6. What Your Competitors are Charging

What is the customary rate of pay? Call friends in the industry or others who do the same work. Consult outside sources, such as publications or salary surveys by professional groups. One source for writers is the Writer’s Market.

7. Guess

When all else may need to guess. You'll know you guessed high if you don't get the job. Or, you’ll know you guessed low if you make less money per hour than working at your local burger joint!

Calculating Minimum Hourly Fee

Here’s one way to figure out what you need to live (#1 in the methods above). You look at personal expenses, business expenses, benefits and billable hours to calculate the result. This may look complex, but it really isn’t, once you sit down and do it.

The following expenses are appropriate for my writing business and need adjustment for other types of businesses. These categories should get you started.

Personal Expenses

Your current monthly expenses, minus any related directly to any current “day job” (commuting? lunches? regular day care?)

Business Expenses (If unsure, estimate or ask others in your specialty.)

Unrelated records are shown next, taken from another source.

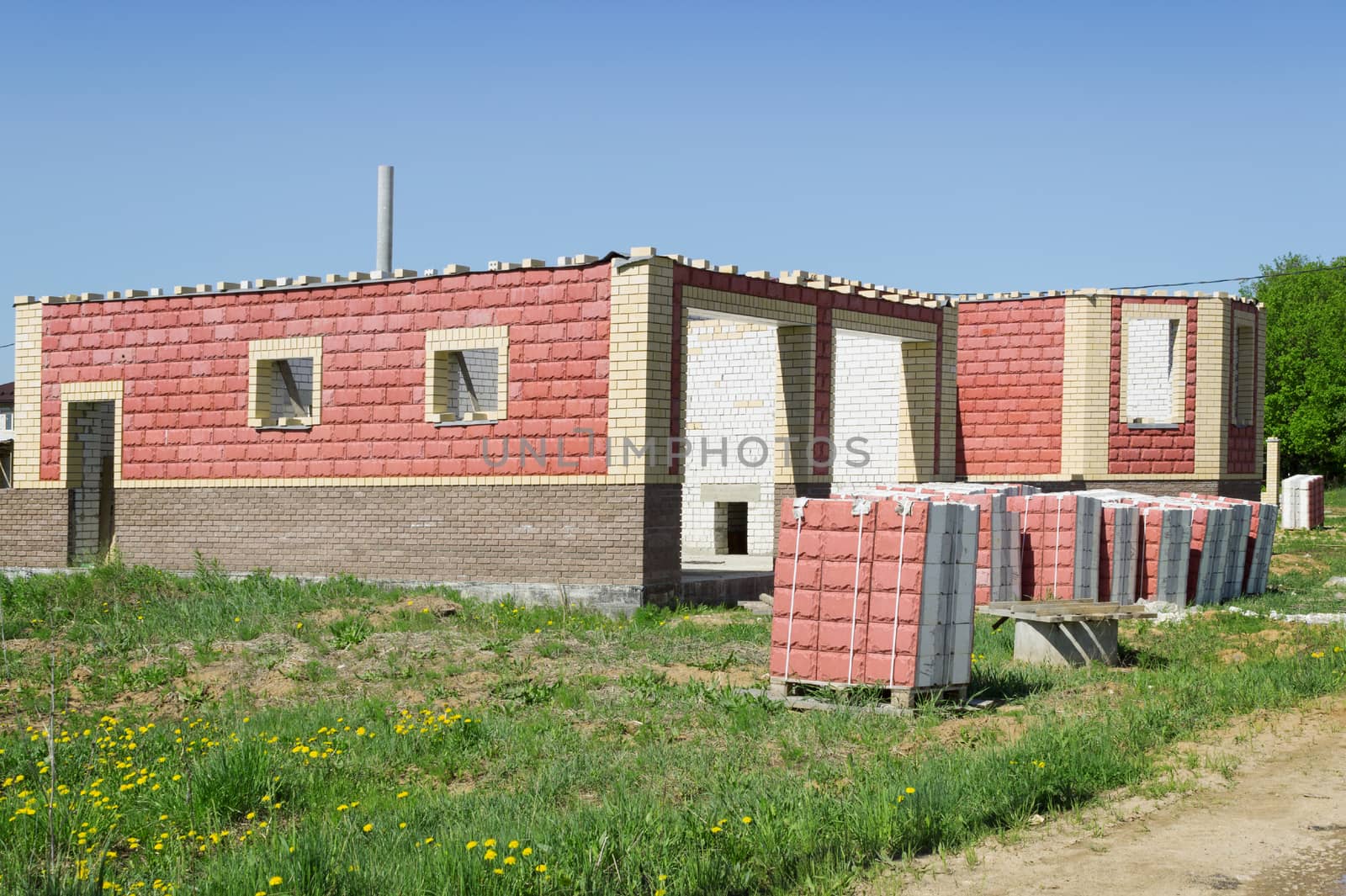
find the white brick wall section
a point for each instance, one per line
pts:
(1150, 370)
(731, 372)
(866, 390)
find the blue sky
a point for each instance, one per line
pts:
(944, 147)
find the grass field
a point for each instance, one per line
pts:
(268, 736)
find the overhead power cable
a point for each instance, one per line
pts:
(1269, 276)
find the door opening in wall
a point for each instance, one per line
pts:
(91, 473)
(731, 373)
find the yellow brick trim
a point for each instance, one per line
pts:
(639, 395)
(1175, 478)
(1211, 386)
(915, 412)
(1178, 314)
(794, 381)
(259, 377)
(439, 343)
(27, 397)
(73, 393)
(1087, 386)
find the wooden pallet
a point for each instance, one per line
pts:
(1058, 611)
(902, 698)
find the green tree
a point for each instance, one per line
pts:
(1306, 363)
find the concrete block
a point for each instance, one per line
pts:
(1069, 644)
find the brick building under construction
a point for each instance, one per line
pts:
(578, 431)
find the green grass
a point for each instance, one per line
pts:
(255, 728)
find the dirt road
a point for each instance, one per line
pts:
(1278, 828)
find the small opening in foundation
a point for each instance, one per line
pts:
(731, 523)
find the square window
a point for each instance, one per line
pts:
(466, 374)
(286, 379)
(291, 388)
(470, 384)
(1150, 370)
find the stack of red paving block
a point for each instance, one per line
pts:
(999, 543)
(875, 590)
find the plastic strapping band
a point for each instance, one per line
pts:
(794, 581)
(859, 509)
(905, 507)
(1056, 563)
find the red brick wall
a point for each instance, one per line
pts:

  • Rent/Utilities (if in rented office)
  • Telephone (does not include line charge for home line)
  • Internet and Database
  • Transportation (check IRS web site for deductible rate per business-related
  • mile; or use direct cost)
  • Office Supplies
  • Equipment (depreciated over life of the item)
  • Continuing Education/Organization Dues
  • Reference Materials
  • Copying
  • Postage
  • Administrative Support Services
  • Advertising/Promotion/Marketing Expenses
  • Accountant/Attorney/Other Experts
  • Income Taxes and Social Security***
 ***Calculated as a percentage of gross income. Hint: calculate income minus expenses minus deductible benefits costs first, and then calculate tax on that figure; add to expenses then figure hourly rate. If you want to take a quicker approach, just estimate 25% of net income (income minus expenses). This is not absolutely accurate, but a decent ballpark.


Insurance (Health, Disability, Life)
Retirement Plan

Billable Hours

A full-time employee, excluding sick leave, holidays and two weeks vacation, works about 1800-1900 hours on average per year.

40 hrs. x 52 weeks = 2080 hrs. – 80 hrs. vacation – 40 hrs. holidays – 40 hrs. sick time = 1920 hrs.

Full-time entrepreneurs, counting marketing time, office management and general hassles—and sick time and vacation—yes, you'll need them, can bill an average of 900 hours per year.


Now you have the information to use method #1.

Average Hourly Rate=
Personal Expenses + Business Expenses + Benefits Cost
                          Billable Hours

Calculate the hourly rate and stick to it. And, don’t forget to recalculate it annually and give yourself a raise. As your expertise increases, you may find that you work faster and more efficiently. Also, you deserve it!